I didn't want to use the known limit = $\frac{a^x-1}{x}=loga$ because x had to go to 0 to apply that, while here it doesn't.
No, don't try the "l'Hopital within the log". You are making life a lot harder by not using rules of logs. Split your log up into log(a^x-1)-log(x)-log(a-1).

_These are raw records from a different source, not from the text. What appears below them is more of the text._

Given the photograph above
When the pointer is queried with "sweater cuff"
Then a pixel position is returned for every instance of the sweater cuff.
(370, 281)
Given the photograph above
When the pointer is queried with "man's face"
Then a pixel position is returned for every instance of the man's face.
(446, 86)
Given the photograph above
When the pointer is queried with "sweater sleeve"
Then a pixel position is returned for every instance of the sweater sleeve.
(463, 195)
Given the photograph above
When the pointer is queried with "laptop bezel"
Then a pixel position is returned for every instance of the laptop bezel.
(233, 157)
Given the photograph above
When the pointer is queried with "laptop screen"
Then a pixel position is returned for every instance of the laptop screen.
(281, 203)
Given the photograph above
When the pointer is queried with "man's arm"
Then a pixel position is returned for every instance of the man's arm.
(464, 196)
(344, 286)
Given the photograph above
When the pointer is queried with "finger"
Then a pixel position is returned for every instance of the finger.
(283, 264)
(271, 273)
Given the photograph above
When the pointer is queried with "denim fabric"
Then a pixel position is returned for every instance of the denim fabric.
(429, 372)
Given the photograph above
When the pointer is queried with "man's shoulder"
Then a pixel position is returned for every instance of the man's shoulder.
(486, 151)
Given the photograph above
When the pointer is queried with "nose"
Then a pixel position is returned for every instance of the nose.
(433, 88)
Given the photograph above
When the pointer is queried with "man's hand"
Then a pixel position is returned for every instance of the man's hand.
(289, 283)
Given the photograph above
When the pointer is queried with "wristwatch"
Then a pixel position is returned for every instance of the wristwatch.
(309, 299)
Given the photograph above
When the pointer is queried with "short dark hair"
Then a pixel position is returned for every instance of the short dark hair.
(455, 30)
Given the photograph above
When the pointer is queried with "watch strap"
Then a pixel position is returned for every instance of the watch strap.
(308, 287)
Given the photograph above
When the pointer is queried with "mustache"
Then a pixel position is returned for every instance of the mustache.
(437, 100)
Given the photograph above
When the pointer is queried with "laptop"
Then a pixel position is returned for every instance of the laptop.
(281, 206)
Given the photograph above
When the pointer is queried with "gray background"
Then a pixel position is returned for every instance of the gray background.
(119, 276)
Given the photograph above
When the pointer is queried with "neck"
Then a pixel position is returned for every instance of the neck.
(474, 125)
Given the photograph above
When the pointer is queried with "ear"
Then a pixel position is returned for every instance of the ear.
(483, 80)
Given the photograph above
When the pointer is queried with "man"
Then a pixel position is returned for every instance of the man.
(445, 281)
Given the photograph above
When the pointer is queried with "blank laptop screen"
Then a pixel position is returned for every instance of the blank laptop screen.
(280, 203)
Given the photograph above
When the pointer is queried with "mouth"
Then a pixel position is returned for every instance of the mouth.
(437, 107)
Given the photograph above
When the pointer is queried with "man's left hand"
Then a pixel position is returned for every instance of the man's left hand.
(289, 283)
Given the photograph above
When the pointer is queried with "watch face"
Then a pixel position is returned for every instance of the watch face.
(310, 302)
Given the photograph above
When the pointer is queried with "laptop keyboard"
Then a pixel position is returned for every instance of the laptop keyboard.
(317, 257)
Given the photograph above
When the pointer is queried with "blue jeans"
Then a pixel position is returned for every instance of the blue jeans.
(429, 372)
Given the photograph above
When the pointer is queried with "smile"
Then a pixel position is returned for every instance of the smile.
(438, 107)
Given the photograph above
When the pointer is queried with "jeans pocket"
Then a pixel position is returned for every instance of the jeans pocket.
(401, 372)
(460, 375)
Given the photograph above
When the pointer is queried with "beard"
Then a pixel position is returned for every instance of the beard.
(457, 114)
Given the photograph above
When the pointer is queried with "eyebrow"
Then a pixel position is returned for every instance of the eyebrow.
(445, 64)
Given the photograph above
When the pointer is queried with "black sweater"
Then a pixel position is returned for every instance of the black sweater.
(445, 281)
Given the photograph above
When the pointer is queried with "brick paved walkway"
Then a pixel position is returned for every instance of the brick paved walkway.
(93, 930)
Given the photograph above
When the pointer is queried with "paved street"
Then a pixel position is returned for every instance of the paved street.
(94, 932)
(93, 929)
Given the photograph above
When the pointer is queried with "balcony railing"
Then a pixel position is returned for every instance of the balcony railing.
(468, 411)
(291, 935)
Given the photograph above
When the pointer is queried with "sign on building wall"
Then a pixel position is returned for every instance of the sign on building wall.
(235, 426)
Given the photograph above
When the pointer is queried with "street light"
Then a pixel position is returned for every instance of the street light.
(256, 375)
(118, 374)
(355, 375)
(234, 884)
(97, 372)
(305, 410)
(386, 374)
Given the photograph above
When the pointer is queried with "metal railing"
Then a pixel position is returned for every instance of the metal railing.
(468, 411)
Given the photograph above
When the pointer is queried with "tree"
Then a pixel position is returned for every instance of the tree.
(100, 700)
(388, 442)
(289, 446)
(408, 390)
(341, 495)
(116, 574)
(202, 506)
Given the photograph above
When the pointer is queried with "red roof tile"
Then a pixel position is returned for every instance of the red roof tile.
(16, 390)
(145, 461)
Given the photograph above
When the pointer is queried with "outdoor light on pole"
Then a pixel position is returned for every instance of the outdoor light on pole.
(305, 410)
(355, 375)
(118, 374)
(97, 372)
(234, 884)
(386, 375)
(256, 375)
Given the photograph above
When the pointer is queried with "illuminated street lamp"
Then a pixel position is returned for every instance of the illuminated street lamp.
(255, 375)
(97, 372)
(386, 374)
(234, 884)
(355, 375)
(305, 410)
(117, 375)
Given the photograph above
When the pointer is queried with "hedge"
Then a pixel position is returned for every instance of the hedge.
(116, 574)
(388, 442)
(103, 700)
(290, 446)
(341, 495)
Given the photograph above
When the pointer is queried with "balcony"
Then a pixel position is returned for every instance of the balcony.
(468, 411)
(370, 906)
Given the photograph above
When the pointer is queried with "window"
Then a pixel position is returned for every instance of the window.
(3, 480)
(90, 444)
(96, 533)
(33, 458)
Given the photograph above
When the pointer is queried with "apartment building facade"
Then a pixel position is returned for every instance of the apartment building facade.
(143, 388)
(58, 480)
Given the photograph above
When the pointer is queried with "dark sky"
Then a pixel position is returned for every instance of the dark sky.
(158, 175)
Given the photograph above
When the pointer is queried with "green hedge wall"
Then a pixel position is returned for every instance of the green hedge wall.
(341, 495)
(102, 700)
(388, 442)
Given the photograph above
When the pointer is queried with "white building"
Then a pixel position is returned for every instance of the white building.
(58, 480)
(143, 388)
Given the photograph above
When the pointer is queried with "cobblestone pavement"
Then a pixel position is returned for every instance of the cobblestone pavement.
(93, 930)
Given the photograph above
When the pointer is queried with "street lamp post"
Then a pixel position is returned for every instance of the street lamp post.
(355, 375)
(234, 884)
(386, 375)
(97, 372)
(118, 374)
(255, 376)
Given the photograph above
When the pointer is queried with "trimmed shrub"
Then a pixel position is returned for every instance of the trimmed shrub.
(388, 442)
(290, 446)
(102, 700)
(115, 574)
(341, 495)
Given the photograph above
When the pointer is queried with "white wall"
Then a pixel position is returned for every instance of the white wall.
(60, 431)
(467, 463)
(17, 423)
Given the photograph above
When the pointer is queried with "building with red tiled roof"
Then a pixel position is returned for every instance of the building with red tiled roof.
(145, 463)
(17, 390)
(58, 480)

oh, allright, i didn't think about it. so now it should be:

$\lim_{x \to +\infty}e^{\frac{1}{x} (log(a^x-1)-log(x)-log(a-1))}$ = $e^{\frac{\infty}{\infty}}$

using de l'Hopital i get:

$\frac{1}{a^x-1}log(a)-\frac{1}{x}-\frac{1}{a-1}$ diving both numerator and denominator of the first member it becomes

$\frac{log(a)}{1-\frac{1}{a^x}}-\frac{1}{x}-\frac{1}{a-1}$=$log(a)-\frac{1}{a-1}$

=$\frac{e^{log(a)}}{e^{\frac{1}{a-1}}}$

Is everything ok now?
at the beginning was it good to divide the limit in two different cases?
Thanks a lot again

Dick
Homework Helper
oh, allright, i didn't think about it. so now it should be:

$\lim_{x \to +\infty}e^{\frac{1}{x} (log(a^x-1)-log(x)-log(a-1))}$ = $e^{\frac{\infty}{\infty}}$

using de l'Hopital i get:

$\frac{1}{a^x-1}log(a)-\frac{1}{x}-\frac{1}{a-1}$ diving both numerator and denominator of the first member it becomes

$\frac{log(a)}{1-\frac{1}{a^x}}-\frac{1}{x}-\frac{1}{a-1}$=$log(a)-\frac{1}{a-1}$

=$\frac{e^{log(a)}}{e^{\frac{1}{a-1}}}$

Is everything ok now?
at the beginning was it good to divide the limit in two different cases?
Thanks a lot again
Yes, it's a very good idea to divide it into different cases. a^x behaves differently in the two cases. You are getting there. The derivative of log(a-1) is zero isn't it? It's a constant! And you forgot a factor of a^x in the first term, but the next line is correct, so I guess that's a typo.